Los efectos políticos dentro y fuera de EEUU
Como en todo proceso en fase de maduración, es arriesgado ofrecer algún pronóstico que pueda dar cierta sensación de certidumbre en el mediano plazo. La situación en Estados Unidos se define minuto a minuto, y el conflicto puede dar giros inesperados. Nada puede ser descartado.
Sin embargo, podemos ir sacando algunas conclusiones en lo inmediato.
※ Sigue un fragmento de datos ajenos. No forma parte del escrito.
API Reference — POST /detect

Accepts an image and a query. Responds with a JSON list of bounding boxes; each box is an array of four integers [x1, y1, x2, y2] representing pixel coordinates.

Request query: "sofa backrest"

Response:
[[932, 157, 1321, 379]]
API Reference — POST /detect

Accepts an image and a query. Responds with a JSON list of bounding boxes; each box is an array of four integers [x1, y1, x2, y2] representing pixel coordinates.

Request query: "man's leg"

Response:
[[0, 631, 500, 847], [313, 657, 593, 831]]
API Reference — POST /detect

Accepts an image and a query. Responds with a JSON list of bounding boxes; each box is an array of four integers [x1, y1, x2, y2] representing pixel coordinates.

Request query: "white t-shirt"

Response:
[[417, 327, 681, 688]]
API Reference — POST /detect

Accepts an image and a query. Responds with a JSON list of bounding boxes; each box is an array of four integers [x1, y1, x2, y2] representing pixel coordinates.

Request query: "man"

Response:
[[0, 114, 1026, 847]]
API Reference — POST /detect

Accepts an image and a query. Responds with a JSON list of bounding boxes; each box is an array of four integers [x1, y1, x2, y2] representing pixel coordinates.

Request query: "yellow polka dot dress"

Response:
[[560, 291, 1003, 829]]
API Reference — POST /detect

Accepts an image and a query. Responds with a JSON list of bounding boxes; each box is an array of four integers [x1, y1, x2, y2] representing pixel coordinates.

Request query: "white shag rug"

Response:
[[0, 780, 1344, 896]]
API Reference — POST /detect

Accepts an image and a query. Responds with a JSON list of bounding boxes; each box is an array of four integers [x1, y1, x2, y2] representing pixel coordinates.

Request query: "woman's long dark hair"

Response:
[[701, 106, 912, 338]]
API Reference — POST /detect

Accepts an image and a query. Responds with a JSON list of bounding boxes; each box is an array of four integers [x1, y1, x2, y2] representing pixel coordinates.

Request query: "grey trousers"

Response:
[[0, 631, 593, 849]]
El desbordamiento de las protestas ha sustituido a la pandemia de Covid-19 como el eje de gravedad del conflicto en Estados Unidos. Trump venía mostrando una pésima y errática gestión de la emergencia sanitaria, desplegando una narrativa anti-China y endureciendo los ataques contra Venezuela con el propósito de distraer a la opinión pública.
Puede que los disturbios le dé una dosis de oxígeno. Ahora ha cambiado la ecuación y las prioridades del tablero político. Trump aprovecha el escenario de inestabilidad para sustituir el caos de la pandemia que ha dejado su pésima gestión por el caos generado por los manifestantes.
De esta manera plantea elevarse como una figura de estabilidad y garantía para un “retorno a la normalidad” de cara a las elecciones presidenciales, que pueden suspenderse si la situación continúa fuera de control.
La orientación racial (y contra la brutalidad policial) de las protestas, aunque son legítimas y tienen bases reales, parecen estar desviando la atención de los errores de Trump en su manejo de la pandemia.
Aunque su pésima gestión ha favorecido los factores sociales y económicos que motivan las manifestaciones, en el centro de la agenda política y mediática no está situado el reclamo por la catastrófica gestión de la Administración Trump que ha provocado más de 100 mil muertos por Covid-19, más de 2 millones de contagiados y más de 40 millones de desempleados.
Parece que la apuesta de Trump consiste en esperar que se desgasten las manifestaciones para luego endosarle el caos acumulado al nuevo enemigo interno, ANTIFA, próxima a ser incorporada a la lista de organizaciones terroristas, aun cuando ANTIFA no es una organización formal. Así, limpiaría su pésimo récord en torno a la pandemia, avanzando en su agenda de reapertura de la economía y apalancando su tono agresivo contra China, que se ha impuesto como el modelo global para contener la emergencia sanitaria del Covid-19.
En los últimos días, el gobierno estadounidense ha aplicado sobre su propio territorio y habitantes herramientas similares a las intervenciones punitivas contra países no alineados a su política exterior. La respuesta a los disturbios ha sido una síntesis de 150 años de guerras de cambio de régimen y expedición imperial.
Estados Unidos ha anunciado el despliegue del ejército contra su población civil, mientras los manifestantes son espiados por agencias como la NSA, la violencia policial alcanza niveles de salvajismo y se designa a componentes de la sociedad como un “enemigo interno”. Un clásico de sus intervenciones en el extranjero, aplicando fronteras adentro todo la violencia acumulada y teorizada.
Es difícil pronosticar en el corto plazo los alcances geopolíticos del caos estadounidense. Pero si seguimos el patrón desde el inicio de la pandemia, es posible esperar un recrudecimiento de la retórica agresiva y de la guerra económica en el frente venezolano, chino e iraní. Ahora más que nunca son necesarias las maniobras de distracción.
A partir de ahora será muy difícil para Estados Unidos defender su papel como estandarte de los derechos humanos a nivel mundial. Han quedado desacreditadas sus exigencias contra gobiernos falsamente acusados de violar la libertad, la democracia y otros conceptos liberales que, supuestamente, han tenido su expresión más nítida en EEUU.
El comportamiento del gobierno estadounidense es el de una dictadura clásica que utiliza las armas para resolver los conflictos sociales. ¿Podríamos ya a empezar a hablar de un “gobierno ilegítimo” como lo hicieron contra Venezuela en 2018?